Publié le 19 octobre 2014 par Francisrichard @francisrichard

Le 19 octobre 2014 est dans l'Eglise catholique le dimanche de la Mission universelle. L'évangile du jour est celui du dialogue entre le Christ et les Pharisiens qui lui demandent s'il est permis de payer l'impôt à l'empereur:

""Montrez-moi la monnaie de l'impôt."

Ils lui présentèrent une pièce d'argent. Il leur dit:

"Cette effigie et cette légende, de qui sont-elles?"

"De l'empereur César", répondirent-ils.

Alors il leur dit:

"Rendez donc à César ce qui est à César, et à Dieu ce qui est à Dieu.""

Cette répartie subtile du Christ, déjouant le piège tendu par ses interlocuteurs hypocrites, fonde, avec cette autre phrase, prononcée par le Christ à l'adresse de Pilate: "Mon Royaume n'est pas de ce monde.", la disjonction chrétienne du politique et du religieux, pour reprendre l'expression lumineuse qu'emploie Jean-Louis Harouel dans son livre Le vrai génie du christianisme, lequel commente:

"En plaçant Dieu et César sur deux plans distincts, en situant leurs royaumes respectifs à des niveaux tellement différents, Jésus a posé les bases de leur existence séparée et non nécessairement conflictuelle. Il a marqué à la fois leur différenciation et leur possible coexistence. Du fait que le royaume de Dieu n'est pas de ce monde, il n'y a pas de concurrence terrestre de Dieu et César. Dès lors, payer l'impôt exigé ne devait pas poser de problème."

Jean-Louis Harouel ajoute:

"Là est vraiment la source de la distinction entre le politique et le religieux, de la sécularisation de l'intelligence et de la vie au sein de la société, de la libération de la pensée et de la vie sociale par rapport au religieux."

Rien de tel dans l'islam.

Jean-Louis Harouel cite Rémi Brague:

"Pour l'islam, la séparation du politique et du religieux n'a pas le droit d'exister. Elle est même choquante, car elle passe pour un abandon de l'humain au pouvoir du mal, ou une relégation de Dieu hors de ce qui lui appartient. La cité idéale doit être ici-bas. En principe, elle y est même déjà: c'est la cité musulmane."

(La loi de Dieu, 416 pages, Gallimard, 2005)

Ayant lu au petit jour le récit de la conversion, de l'islam au Christ, de Nadia Piccard, j'ai tout naturellement pensé à ces passages du livre de Jean-Louis Harouel pendant l'office du jour.

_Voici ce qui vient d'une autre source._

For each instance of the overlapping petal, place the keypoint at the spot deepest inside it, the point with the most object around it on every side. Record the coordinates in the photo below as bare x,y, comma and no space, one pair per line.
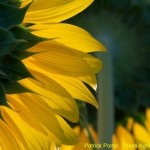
44,11
62,32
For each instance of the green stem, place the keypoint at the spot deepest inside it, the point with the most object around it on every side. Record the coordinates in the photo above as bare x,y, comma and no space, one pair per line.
106,102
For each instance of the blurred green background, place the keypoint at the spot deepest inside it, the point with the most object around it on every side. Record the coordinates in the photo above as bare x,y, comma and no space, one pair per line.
124,82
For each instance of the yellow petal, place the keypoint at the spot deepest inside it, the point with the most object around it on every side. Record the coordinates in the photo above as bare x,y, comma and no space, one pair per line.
70,137
55,96
7,138
124,136
141,134
74,86
54,10
63,60
69,35
148,114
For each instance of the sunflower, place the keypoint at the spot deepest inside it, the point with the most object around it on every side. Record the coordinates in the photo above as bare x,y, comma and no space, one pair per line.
44,65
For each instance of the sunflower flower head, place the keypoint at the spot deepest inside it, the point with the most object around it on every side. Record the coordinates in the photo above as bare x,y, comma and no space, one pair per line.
43,68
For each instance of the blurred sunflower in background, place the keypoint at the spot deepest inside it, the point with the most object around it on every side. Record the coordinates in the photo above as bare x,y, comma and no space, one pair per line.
44,66
123,27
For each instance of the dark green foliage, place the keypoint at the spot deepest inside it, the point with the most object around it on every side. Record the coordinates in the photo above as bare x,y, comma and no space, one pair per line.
28,39
15,39
10,15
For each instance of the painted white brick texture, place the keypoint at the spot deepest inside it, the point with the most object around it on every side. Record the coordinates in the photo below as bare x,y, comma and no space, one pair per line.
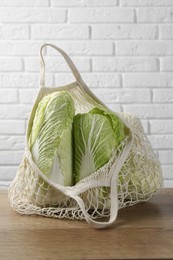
123,49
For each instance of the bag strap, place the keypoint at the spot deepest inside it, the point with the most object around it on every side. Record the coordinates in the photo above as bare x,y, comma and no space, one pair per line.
71,66
67,59
115,169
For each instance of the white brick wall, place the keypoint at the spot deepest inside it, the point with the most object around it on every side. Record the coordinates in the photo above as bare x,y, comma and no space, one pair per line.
123,48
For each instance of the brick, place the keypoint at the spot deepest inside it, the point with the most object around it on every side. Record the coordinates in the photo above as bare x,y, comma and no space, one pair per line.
144,48
150,111
57,64
12,142
10,157
166,157
168,183
114,107
64,31
7,173
19,80
167,171
123,64
145,126
77,3
14,32
137,3
8,96
18,48
163,95
155,15
150,80
32,15
112,95
10,64
12,127
124,31
161,126
101,15
27,96
167,64
85,48
21,3
92,80
5,184
14,111
166,32
161,141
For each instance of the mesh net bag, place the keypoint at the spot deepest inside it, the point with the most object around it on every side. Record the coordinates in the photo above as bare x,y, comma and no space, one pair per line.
132,175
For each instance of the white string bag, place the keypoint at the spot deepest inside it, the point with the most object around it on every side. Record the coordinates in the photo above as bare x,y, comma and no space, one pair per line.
132,175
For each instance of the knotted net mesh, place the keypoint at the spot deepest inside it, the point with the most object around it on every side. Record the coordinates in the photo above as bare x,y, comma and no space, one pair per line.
138,180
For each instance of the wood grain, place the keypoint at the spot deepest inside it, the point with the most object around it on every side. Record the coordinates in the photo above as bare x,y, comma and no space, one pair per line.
144,231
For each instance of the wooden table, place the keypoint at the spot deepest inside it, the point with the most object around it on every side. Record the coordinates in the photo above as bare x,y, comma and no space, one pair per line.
144,231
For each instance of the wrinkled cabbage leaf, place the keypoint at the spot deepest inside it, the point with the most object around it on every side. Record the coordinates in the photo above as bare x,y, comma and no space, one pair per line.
97,134
51,137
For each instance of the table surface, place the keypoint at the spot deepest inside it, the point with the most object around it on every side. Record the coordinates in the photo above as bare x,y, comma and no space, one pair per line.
144,231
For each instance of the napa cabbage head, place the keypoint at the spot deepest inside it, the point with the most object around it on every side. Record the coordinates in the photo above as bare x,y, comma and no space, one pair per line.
51,137
97,134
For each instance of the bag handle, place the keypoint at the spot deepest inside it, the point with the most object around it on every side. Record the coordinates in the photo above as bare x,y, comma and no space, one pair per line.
115,169
71,66
67,59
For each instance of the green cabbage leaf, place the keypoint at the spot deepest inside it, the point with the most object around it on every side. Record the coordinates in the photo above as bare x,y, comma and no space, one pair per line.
97,134
51,137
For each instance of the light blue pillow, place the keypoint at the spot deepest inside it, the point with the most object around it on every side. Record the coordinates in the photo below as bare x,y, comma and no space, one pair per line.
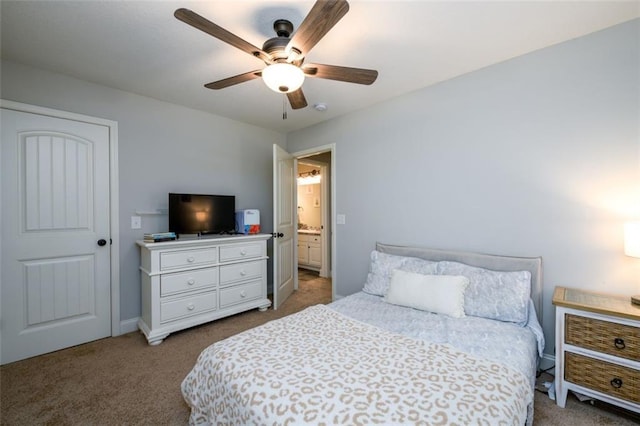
498,295
382,265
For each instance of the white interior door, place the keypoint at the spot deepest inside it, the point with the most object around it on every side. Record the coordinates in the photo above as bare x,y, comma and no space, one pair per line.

Car, dans Et elle s'est emparée du Royaume, tout juste réédité ce mois-ci par Pierre Téqui Editeur, l'auteur raconte que c'est l'absence de libertés individuelles en islam, où spirituel et temporel sont intriqués, qui l'a conduite peu à peu à vouloir s'en affranchir.

Nadia est née en Algérie, à la wilaya de Tipaza, juste avant l'indépendance de l'Algérie. Son père décide de partir, sans un sou en poche, pour la métropole, elle ne sait pas pourquoi:

"Il voulait sans doute réussir puis revenir, fortune faite. Il ne comprenait pas vraiment la situation politique. Les Français et les Algériens avaient jusque là travaillé ensemble, sans trop de problèmes..."

Si son père ne s'occupe pas d'elle - elle n'est qu'une fille - mais de ses frères, sa mère prend soin d'elle, surtout lors des grandes fêtes.

A cinq ans, Nadia a un premier contact avec la religion catholique en la personne d'un vieux monsieur, qui les appelle, elle et son frère Youssef, à écouter le chant mélodieux des oiseaux. Le monsieur aux oiseaux est le curé d'une église qui se trouve sur le chemin de leur école:

"Il ne nous a jamais proposé d'entrer dans son église. Mes parents avaient leur foi musulmane, et chacun avait son Dieu."

Après avoir déménagé, les parents de Nadia sont aidés par des catholiques. Ils s'occupent de leurs papiers - Dieu sait que la France est bureaucratique! -, mais cela ne signifie pas qu'ils veuillent leur ressembler:

"Fidèles à la religion musulmane, mon père ne voulait faire aucun écart dans sa pratique. Ma mère aussi était une gardienne farouche de notre religion."

Après un nouveau déménagement dans une HLM, où se côtoient des Italiens, des pieds-noirs, des juifs, la vie est difficile pour Nadia:

"J'étais encore jeune, l'intégration n'allait pas de soi. Surtout avec ma couleur de peau et mon prénom arabe..."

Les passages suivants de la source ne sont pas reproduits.